# Discrepancy of backpropagation formula between Andrew Ngs ML Course and those derived by neuralnetworksanddeeplearning.com

I'm currently working through Week 5 of Andrew Ngs Machine Learning course on Coursera, which goes through the backprop algorithm for basic neural networks. Whilst trying to derive the formulae he gave in the lectures, I noticed that the formula for $$\delta^L$$, "error" of last activation layer, is slightly different to that derived in http://neuralnetworksanddeeplearning.com/chap2.html.

In Andrew's, it seems like there is no inclusion of the partial derivative da/dz, or $$\sigma'(z)$$, only the dC/da part.

However Michael Nielson does include that term:

Is this difference significant and why does it arise? Is it because the derivation Nielson goes through defines the Cost using the mean square errors, whereas Andrew Ng defines the cost using the -ylog(h(x))... one? Also will Nielson's equations score full marks on the Ng's assignment?

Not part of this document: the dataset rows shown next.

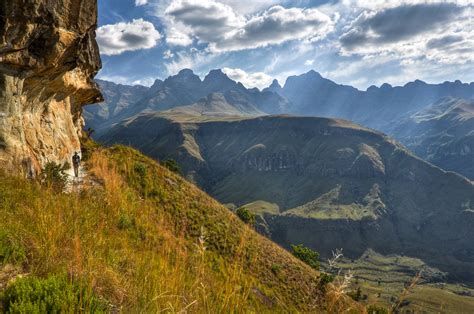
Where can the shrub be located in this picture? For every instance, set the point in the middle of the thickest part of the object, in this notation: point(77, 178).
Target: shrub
point(171, 165)
point(356, 295)
point(54, 294)
point(10, 250)
point(375, 309)
point(125, 222)
point(276, 268)
point(324, 280)
point(53, 176)
point(307, 255)
point(140, 169)
point(246, 216)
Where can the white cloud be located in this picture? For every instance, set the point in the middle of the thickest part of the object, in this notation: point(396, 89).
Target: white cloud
point(250, 80)
point(140, 2)
point(224, 29)
point(114, 39)
point(167, 54)
point(434, 31)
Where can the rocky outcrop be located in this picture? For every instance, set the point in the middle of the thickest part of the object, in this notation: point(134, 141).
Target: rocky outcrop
point(334, 184)
point(48, 58)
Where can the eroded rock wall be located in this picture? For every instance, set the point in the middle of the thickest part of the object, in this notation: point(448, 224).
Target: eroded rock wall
point(48, 58)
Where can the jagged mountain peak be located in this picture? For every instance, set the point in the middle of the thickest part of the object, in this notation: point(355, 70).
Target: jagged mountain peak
point(275, 85)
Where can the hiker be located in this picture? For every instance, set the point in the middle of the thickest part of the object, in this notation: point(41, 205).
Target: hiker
point(76, 160)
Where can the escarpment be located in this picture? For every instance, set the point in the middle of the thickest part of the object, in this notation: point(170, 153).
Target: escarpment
point(324, 183)
point(48, 58)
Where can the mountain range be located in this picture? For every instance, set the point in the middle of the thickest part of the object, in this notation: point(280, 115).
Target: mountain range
point(385, 108)
point(326, 183)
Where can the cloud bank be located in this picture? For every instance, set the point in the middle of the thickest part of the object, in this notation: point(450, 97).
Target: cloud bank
point(223, 29)
point(114, 39)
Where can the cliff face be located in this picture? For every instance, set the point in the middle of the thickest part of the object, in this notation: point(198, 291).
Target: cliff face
point(48, 58)
point(324, 183)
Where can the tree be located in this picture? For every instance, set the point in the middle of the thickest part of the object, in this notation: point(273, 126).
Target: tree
point(172, 165)
point(53, 176)
point(307, 255)
point(246, 216)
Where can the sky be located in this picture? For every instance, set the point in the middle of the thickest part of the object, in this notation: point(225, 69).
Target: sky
point(354, 42)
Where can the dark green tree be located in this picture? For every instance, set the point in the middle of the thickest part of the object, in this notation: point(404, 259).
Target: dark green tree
point(53, 176)
point(307, 255)
point(172, 165)
point(246, 216)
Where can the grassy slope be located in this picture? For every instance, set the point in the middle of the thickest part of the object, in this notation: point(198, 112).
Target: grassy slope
point(145, 240)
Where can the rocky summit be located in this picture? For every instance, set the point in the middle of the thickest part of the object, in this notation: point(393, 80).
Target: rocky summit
point(48, 58)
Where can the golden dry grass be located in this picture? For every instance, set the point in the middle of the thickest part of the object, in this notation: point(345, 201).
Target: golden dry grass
point(143, 239)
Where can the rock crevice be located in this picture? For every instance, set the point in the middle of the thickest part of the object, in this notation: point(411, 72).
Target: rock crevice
point(48, 58)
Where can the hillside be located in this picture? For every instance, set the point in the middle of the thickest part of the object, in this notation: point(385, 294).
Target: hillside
point(313, 95)
point(142, 239)
point(385, 108)
point(332, 183)
point(442, 133)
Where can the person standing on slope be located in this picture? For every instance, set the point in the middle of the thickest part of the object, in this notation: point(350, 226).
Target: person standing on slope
point(76, 161)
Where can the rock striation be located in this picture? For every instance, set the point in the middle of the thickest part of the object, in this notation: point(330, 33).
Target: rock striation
point(48, 58)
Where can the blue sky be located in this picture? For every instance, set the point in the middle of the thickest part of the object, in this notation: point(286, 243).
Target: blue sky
point(354, 42)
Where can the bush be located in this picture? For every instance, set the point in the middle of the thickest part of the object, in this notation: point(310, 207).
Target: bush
point(171, 165)
point(10, 250)
point(324, 280)
point(356, 295)
point(53, 176)
point(375, 309)
point(276, 268)
point(307, 255)
point(54, 294)
point(246, 216)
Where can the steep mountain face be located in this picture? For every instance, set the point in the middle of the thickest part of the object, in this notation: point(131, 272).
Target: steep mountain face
point(48, 58)
point(118, 101)
point(442, 133)
point(214, 105)
point(183, 89)
point(329, 183)
point(313, 95)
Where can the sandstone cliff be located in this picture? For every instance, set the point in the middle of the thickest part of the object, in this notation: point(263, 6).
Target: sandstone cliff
point(48, 58)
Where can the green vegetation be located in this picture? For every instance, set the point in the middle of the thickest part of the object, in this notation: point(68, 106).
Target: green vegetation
point(246, 216)
point(375, 309)
point(11, 251)
point(307, 255)
point(55, 294)
point(172, 165)
point(53, 176)
point(143, 239)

It's a matter of different loss functions used. In Andrew Ng's C1W2L09 video he derives the loss gradient as $$\frac{d𝓛}{dz} = \frac{d𝓛}{da}*\frac{da}{dz}$$ using the loss (cost) function binary cross entropy whose derivative is $$\frac{d𝓛}{da} = -\frac{y}{a} + \frac{1 - y}{1 - a}$$ and the activation function is sigmoid whose derivative is $$\frac{da}{dz} = a(1-a)$$. The product of the two is $$a - y$$ which is consistent with the vectorized form you showed.
Nielsen uses the quadratic loss function $$L = \frac{1}{2}||y - a^L||^2$$ whose derivative is as you've shown: $$\frac{d𝓛}{da} = a^L - y$$. His formula $$\delta^L = (a^L - y) \odot \sigma'(z^L)$$ is specific to quadratic loss.
So Andrew's $$\frac{d𝓛}{dz} = \frac{d𝓛}{da}*\frac{da}{dz}$$ is the same as Nielsen's matrix based $$\delta^L=\nabla_aC \odot \sigma'(z^L)$$, here are the equivalent terms (Andrew's on the left, Nielsen's on the right) $$\frac{dL}{da} = \nabla_aC$$ and $$\frac{da}{dz} = \sigma'(z^L)$$